High-Throughput Sequencing Reveals Differential Begomovirus Species Diversity in Non-Cultivated Plants in Northern-Pacific Mexico
Round 1
Reviewer 1 Report
The manuscript of Rodriguez-Negrete et al. describes geminivirus survey in the natural ecosystems in Mexico. The authors collected about 400 non-cultivated plants in 5 regions of Mexico. Total DNA was extracted from each individual plant. About half of them were positive in PCR reactions when using degenerated primers for begomovirus detection, specific for DNA-A component. DNAs from PCR-positive plants belonging to the same species, from a given region, were mixed and circular DNAs present in the samples was RCA-enriched. In the next step, all RCA products from plants collected from a given region were mixed to constitute one library per region, which was subjected to high throughput sequencing (HTS). Five DNA libraries were constructed this way. DNA reads obtained for each library were de novo assembled into contigs, the contigs were blasted against NCBI GenBank database. Table 3 presents results of alignments of contigs of 500-2700 bp in length with >90 % nucleotide identity; 13 known geminiviruses were identified. Contigs of 200-500 bp in length aligned to additional 11 geminiviruse sequences (<90 % nucleotide identity), table S2.

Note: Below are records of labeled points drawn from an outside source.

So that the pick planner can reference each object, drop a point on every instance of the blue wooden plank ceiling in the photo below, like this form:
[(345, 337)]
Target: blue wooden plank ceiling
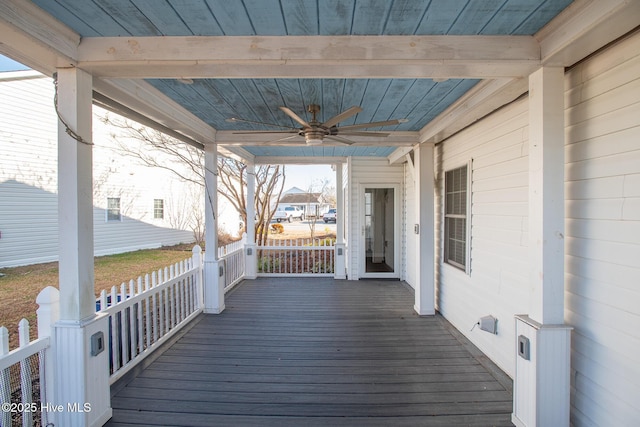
[(214, 100)]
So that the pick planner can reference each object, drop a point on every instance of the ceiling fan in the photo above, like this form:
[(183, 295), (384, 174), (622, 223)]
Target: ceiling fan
[(314, 132)]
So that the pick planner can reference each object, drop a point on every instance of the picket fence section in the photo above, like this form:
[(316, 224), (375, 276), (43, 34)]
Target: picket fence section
[(297, 257), (148, 311), (24, 384)]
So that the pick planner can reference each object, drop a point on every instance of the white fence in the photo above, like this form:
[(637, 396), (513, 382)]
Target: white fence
[(149, 310), (24, 377), (297, 257)]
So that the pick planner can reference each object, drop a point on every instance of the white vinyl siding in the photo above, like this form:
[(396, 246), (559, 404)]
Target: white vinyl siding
[(602, 228), (498, 283), (113, 209), (602, 233), (29, 182)]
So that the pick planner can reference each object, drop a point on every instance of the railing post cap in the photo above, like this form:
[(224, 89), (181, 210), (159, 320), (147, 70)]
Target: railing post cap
[(48, 295)]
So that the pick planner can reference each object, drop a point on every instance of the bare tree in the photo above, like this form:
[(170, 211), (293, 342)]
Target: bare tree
[(232, 173), (269, 180), (320, 191)]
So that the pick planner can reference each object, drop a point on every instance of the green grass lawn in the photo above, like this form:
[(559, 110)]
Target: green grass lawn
[(20, 285)]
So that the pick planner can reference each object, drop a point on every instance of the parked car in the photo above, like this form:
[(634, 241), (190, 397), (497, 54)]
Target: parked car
[(329, 216), (288, 213)]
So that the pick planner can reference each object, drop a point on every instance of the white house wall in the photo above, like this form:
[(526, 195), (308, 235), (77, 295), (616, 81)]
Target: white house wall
[(602, 242), (602, 261), (498, 283), (28, 182), (365, 171)]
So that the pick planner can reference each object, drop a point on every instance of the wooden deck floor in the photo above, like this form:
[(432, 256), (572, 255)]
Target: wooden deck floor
[(317, 352)]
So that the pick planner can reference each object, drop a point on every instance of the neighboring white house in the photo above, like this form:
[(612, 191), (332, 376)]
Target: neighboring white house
[(135, 206), (310, 203), (533, 208)]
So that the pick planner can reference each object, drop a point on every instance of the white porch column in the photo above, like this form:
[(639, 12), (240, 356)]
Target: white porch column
[(213, 268), (425, 287), (81, 372), (251, 258), (546, 195), (541, 383), (341, 249)]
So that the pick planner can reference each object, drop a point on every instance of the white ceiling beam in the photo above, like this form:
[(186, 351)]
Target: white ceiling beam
[(145, 99), (584, 27), (482, 99), (34, 38), (295, 160), (230, 138), (581, 29), (399, 155), (310, 56)]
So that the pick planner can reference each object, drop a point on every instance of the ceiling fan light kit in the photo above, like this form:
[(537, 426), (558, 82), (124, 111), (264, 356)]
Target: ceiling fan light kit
[(314, 132)]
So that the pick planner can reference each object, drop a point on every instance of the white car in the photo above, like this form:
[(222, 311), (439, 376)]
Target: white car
[(330, 215), (288, 213)]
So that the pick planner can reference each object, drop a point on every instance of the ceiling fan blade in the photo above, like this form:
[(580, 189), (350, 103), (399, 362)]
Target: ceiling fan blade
[(363, 133), (370, 125), (342, 116), (237, 120), (294, 116), (338, 139), (279, 140), (252, 132)]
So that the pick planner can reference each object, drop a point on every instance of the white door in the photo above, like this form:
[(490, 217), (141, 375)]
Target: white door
[(379, 231)]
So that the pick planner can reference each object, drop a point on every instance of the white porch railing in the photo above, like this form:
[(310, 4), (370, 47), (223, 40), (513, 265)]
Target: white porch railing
[(149, 311), (232, 255), (297, 257), (26, 371)]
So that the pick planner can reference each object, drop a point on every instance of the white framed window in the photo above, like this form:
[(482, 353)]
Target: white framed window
[(113, 209), (158, 208), (457, 192)]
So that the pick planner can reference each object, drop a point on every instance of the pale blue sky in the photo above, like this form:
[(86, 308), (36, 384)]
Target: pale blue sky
[(303, 176)]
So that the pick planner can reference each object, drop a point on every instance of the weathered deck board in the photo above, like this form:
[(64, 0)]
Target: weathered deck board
[(317, 352)]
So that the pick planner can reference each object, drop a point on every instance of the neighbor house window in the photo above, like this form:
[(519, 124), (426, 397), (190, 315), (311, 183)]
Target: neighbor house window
[(158, 208), (455, 217), (113, 209)]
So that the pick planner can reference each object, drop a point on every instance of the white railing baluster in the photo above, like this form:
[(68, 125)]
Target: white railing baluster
[(5, 378), (297, 257), (26, 383), (147, 311), (154, 307)]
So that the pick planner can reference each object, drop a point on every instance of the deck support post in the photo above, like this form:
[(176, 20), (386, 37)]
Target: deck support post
[(543, 343), (425, 286), (81, 372), (213, 268), (340, 256), (251, 258)]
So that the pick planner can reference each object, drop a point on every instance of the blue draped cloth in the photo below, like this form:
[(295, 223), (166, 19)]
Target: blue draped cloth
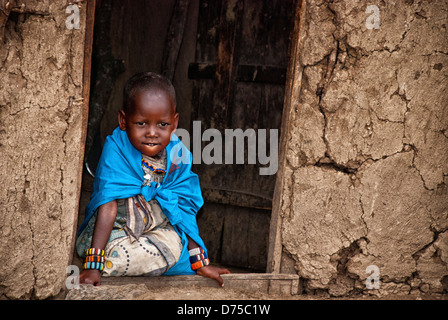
[(119, 175)]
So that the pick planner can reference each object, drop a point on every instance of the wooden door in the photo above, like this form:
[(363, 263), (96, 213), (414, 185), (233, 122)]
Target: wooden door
[(239, 79)]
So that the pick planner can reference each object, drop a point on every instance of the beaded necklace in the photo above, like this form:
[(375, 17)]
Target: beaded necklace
[(152, 168)]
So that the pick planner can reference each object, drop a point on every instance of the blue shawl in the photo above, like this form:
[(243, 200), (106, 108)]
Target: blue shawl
[(119, 175)]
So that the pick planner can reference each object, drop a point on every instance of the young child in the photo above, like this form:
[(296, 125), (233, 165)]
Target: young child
[(141, 218)]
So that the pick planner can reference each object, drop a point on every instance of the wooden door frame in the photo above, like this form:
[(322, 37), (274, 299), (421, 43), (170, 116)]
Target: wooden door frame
[(86, 77), (292, 88)]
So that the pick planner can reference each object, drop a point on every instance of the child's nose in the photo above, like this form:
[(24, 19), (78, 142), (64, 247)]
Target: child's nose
[(151, 132)]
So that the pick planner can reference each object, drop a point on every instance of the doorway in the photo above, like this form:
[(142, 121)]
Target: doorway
[(227, 60)]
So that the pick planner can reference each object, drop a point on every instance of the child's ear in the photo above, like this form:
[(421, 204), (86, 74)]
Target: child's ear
[(122, 120)]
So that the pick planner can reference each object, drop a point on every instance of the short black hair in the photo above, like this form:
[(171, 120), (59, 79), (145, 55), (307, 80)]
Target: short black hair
[(146, 81)]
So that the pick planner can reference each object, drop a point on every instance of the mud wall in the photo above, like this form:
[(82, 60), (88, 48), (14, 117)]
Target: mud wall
[(365, 170), (41, 144)]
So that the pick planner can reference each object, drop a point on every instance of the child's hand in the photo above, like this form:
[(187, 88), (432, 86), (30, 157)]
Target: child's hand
[(213, 273), (90, 277)]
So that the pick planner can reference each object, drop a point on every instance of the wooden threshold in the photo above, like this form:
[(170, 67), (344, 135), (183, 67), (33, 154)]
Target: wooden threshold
[(270, 283)]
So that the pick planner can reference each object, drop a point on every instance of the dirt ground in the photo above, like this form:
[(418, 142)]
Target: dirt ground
[(141, 292)]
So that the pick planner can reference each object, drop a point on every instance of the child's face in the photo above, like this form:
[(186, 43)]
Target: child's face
[(150, 122)]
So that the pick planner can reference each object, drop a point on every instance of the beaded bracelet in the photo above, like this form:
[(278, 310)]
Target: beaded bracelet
[(198, 257), (93, 266), (200, 264), (196, 251), (93, 258), (96, 252)]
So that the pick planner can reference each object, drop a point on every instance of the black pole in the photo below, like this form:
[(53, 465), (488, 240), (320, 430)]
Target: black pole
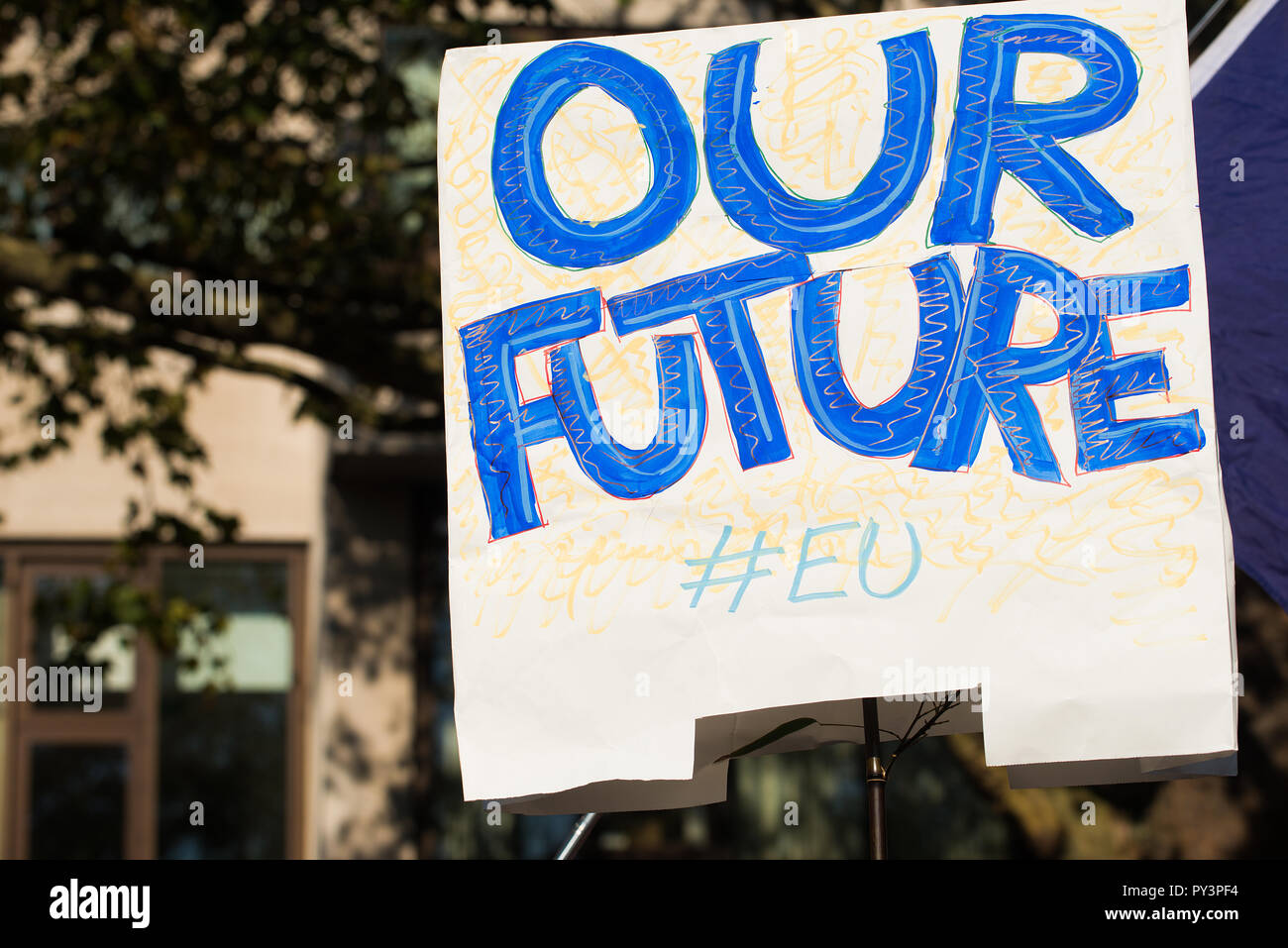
[(874, 781), (580, 833)]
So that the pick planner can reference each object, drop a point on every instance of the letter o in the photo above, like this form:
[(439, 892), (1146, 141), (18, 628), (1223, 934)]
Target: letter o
[(523, 196)]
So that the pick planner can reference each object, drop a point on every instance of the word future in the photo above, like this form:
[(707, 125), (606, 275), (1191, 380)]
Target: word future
[(965, 369)]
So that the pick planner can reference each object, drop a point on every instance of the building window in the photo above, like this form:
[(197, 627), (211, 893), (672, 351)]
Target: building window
[(196, 751)]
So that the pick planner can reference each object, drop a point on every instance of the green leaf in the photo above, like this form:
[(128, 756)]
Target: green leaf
[(776, 734)]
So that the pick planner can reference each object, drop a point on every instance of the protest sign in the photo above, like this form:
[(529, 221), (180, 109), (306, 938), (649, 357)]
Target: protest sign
[(794, 364)]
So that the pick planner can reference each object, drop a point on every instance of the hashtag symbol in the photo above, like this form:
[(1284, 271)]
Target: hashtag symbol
[(719, 557)]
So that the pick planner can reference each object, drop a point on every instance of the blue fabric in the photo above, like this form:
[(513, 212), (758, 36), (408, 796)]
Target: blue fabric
[(1243, 114)]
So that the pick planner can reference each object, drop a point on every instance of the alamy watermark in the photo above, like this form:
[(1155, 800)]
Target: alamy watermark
[(935, 683), (62, 685), (1104, 298), (179, 296)]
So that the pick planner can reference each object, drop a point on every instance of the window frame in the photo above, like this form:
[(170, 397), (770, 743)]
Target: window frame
[(137, 727)]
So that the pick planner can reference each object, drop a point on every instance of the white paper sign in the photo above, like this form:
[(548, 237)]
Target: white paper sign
[(794, 364)]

To prove the real presence of viruses detected by HTS, DNAs extracted from four individual plants (if I understood correctly) were used to clone a full-length geminivirus.
Line 323-326: « Total DNA from Nicotiana glauca from Sinaloa, TYLCV PCR-positive; Sida acuta from Colima, SiMSiV PCR-positive, and two Rhynchosia minima both from Sinaloa, PCR-positive for RhGMV and RhGMSV, respectively, was used for RCA-guided circular viral genomes enrichment. »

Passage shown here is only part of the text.